Карлик хихикнул, и, растянув в улыбке длинно-лягушачьи губы, сказал… проквакал… пропищал… каркнул, исчезая между корней, втягивая за собою шлейфом колышущуюся тень:
— Румпельштильцхен, простак! Запомни, Матиас-простофиля, задержи это в своей вечно пустой голове — меня зовут Румпельштильцхен, хозяин этой земли, хозяин этого леса, болот и озёр его, тот, кого слушается всякая тварь под лучами этого солнца… и там, куда не достигают эти лучи.
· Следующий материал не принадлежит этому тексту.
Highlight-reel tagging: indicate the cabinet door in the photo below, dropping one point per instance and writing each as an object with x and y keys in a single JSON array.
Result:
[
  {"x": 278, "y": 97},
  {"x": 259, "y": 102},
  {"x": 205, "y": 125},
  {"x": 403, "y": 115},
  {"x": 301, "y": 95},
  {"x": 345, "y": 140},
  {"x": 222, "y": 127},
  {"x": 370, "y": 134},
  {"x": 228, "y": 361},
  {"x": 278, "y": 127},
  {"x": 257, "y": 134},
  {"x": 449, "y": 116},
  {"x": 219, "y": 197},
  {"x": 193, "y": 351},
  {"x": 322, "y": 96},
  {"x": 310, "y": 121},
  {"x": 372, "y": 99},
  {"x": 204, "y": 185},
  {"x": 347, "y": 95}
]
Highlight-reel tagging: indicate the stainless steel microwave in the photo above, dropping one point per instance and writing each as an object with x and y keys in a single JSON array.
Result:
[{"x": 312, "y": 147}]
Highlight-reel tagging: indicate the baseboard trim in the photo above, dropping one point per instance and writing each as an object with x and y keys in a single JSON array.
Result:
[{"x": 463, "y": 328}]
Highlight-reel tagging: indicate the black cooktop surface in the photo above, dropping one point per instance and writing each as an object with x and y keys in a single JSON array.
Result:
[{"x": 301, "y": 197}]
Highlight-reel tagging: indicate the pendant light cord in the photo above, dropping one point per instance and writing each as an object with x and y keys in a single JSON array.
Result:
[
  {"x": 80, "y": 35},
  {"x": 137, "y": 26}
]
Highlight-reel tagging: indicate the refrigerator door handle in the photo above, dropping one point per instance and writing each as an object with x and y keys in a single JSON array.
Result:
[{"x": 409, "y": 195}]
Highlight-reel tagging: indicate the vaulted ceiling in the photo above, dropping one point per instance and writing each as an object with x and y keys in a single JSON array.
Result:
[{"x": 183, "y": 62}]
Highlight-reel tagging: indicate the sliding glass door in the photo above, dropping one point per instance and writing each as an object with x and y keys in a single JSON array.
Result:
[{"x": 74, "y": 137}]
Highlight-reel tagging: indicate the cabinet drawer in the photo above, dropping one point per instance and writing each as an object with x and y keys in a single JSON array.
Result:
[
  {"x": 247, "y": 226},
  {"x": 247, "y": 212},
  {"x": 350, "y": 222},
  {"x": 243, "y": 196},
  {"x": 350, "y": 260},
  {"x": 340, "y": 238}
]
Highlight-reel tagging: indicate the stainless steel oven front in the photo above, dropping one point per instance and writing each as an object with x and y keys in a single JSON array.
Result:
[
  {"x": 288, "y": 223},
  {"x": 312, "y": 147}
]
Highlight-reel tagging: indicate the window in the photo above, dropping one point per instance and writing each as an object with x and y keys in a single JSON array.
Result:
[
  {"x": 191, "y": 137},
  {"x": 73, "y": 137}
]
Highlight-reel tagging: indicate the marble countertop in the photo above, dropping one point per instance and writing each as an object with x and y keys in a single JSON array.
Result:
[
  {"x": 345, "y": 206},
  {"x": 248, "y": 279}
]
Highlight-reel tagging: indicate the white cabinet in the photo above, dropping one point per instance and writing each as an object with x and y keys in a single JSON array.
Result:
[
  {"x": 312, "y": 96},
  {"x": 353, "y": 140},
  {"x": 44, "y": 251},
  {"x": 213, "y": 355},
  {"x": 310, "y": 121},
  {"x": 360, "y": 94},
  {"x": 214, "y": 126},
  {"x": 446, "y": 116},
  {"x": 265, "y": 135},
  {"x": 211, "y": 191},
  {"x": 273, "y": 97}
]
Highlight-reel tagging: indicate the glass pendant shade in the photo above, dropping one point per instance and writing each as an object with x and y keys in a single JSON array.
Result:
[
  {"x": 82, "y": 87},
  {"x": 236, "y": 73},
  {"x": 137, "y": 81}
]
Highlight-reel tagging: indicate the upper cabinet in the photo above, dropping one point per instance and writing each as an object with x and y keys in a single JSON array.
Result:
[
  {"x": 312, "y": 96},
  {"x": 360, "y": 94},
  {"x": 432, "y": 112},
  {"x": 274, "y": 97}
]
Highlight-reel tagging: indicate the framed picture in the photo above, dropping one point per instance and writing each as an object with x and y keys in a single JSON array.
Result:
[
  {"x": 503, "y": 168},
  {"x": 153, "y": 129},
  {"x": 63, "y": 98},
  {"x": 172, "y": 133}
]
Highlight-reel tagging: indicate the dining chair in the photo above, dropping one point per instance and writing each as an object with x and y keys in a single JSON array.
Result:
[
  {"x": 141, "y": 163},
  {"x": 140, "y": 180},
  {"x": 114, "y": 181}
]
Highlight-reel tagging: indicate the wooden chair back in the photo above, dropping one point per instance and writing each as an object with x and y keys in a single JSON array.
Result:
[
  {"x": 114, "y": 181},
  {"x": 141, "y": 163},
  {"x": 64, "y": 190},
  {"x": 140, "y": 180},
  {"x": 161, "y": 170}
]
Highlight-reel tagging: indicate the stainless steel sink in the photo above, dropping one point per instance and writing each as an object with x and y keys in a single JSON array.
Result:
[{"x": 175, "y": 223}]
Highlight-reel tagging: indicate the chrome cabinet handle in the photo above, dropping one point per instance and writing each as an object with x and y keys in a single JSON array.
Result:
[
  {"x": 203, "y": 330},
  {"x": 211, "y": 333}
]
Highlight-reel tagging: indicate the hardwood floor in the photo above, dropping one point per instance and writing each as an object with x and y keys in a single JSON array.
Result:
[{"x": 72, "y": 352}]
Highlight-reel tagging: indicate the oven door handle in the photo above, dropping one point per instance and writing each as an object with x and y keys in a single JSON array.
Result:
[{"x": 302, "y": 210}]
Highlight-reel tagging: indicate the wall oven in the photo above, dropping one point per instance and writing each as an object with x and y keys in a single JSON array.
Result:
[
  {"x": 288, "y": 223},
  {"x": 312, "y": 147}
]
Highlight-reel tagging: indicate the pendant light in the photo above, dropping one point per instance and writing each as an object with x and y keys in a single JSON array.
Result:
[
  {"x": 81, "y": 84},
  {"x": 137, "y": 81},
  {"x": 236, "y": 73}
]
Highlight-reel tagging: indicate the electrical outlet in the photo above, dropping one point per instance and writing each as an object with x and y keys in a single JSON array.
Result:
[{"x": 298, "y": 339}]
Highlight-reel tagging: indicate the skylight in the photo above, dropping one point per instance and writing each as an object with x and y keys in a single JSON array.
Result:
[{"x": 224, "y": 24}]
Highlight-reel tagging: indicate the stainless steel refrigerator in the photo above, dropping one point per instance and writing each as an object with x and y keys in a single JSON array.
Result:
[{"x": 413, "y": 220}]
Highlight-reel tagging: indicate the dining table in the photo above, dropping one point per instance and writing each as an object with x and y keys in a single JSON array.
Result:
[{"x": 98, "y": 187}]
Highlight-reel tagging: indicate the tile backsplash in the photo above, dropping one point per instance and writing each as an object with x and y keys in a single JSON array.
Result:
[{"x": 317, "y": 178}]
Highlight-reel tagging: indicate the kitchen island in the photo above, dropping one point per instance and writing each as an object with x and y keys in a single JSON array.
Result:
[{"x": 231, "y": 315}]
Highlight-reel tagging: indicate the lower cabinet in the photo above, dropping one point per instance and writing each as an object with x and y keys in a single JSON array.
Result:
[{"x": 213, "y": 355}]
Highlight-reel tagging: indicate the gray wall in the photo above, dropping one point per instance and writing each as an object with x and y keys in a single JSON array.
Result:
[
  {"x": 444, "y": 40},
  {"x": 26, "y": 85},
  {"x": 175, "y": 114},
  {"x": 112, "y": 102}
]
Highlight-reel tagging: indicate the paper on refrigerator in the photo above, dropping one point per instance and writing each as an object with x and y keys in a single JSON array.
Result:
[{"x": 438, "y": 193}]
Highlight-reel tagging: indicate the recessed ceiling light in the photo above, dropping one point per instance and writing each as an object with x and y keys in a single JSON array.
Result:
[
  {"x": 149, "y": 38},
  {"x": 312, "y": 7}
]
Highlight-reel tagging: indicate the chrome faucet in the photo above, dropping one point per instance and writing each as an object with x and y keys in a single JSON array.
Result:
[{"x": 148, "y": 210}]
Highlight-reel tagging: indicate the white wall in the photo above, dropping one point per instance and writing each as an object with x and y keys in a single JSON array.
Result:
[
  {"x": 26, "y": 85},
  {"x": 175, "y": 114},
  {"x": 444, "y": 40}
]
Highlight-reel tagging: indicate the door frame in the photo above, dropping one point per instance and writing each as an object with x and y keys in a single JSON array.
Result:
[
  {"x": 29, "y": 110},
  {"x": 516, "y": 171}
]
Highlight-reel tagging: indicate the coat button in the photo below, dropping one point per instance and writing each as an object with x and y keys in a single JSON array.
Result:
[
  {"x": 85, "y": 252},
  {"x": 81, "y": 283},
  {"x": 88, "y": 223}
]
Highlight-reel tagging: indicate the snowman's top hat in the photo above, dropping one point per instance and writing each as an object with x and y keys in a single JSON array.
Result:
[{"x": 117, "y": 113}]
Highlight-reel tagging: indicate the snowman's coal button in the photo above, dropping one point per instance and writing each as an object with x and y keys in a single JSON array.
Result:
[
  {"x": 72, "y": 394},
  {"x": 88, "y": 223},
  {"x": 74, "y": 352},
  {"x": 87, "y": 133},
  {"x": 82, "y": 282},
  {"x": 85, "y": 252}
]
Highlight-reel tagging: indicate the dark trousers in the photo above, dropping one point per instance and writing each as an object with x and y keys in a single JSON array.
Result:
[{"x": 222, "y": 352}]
И Матиас согнулся в поклоне перед чёрно зияющим лазом между корней, гигантским великаньим зрачком, и зрачок смотрел на него, пристально, немигающе, и Матиас клялся себе, что никогда в жизни, какое бы болото не засосало его ног, шагу не ступит вот этими самыми ногами на клятую поляну, скорее, утопнет сам… или выберется — как бог даст, но ни за что, ни за какие блага на свете…
Месяца не прошло, как он нарушил собственную клятву.
***
Волосы Линхен были нежны, как лен, медово-светлые косы, что змеями вились по плечам её, округло-белым плечам. Матиас смотрел в глаза её, хрустально-голубые, точно льдом подёрнутые лесные озёра, и яд змеиный струился в кровь его, жаркой, тягучей смолой, язвил безо всякого сожаления. Линхен смеялась ему дразняще-малиновыми губами, манила к себе, чтобы отвергнуть прочь, снова и снова, и ядом были пропитаны её слова, и ядом сочились её улыбки. Линхен, дочь мельника, Линхен, лесная принцесса, достойная дворянского сына… о чём размечтался, Матиас-простак?
— Забавный ты. Думаешь купить меня за все эти ярмарочные ожерелья? Думаешь, растаю перед тобой, пойду жить с тобой в эту избу дровосека, сколоченную из подгнивших бревен? Ах, да если бы и новая изба — не пошла бы! Ты глуп, неотёсан, смеешься не к месту, на танцах наступаешь мне на ноги, а под ногтями у тебя вечно чёрная грязь. Я не люблю тебя, Матиас, и никогда, веришь мне, никогда я не буду твоей!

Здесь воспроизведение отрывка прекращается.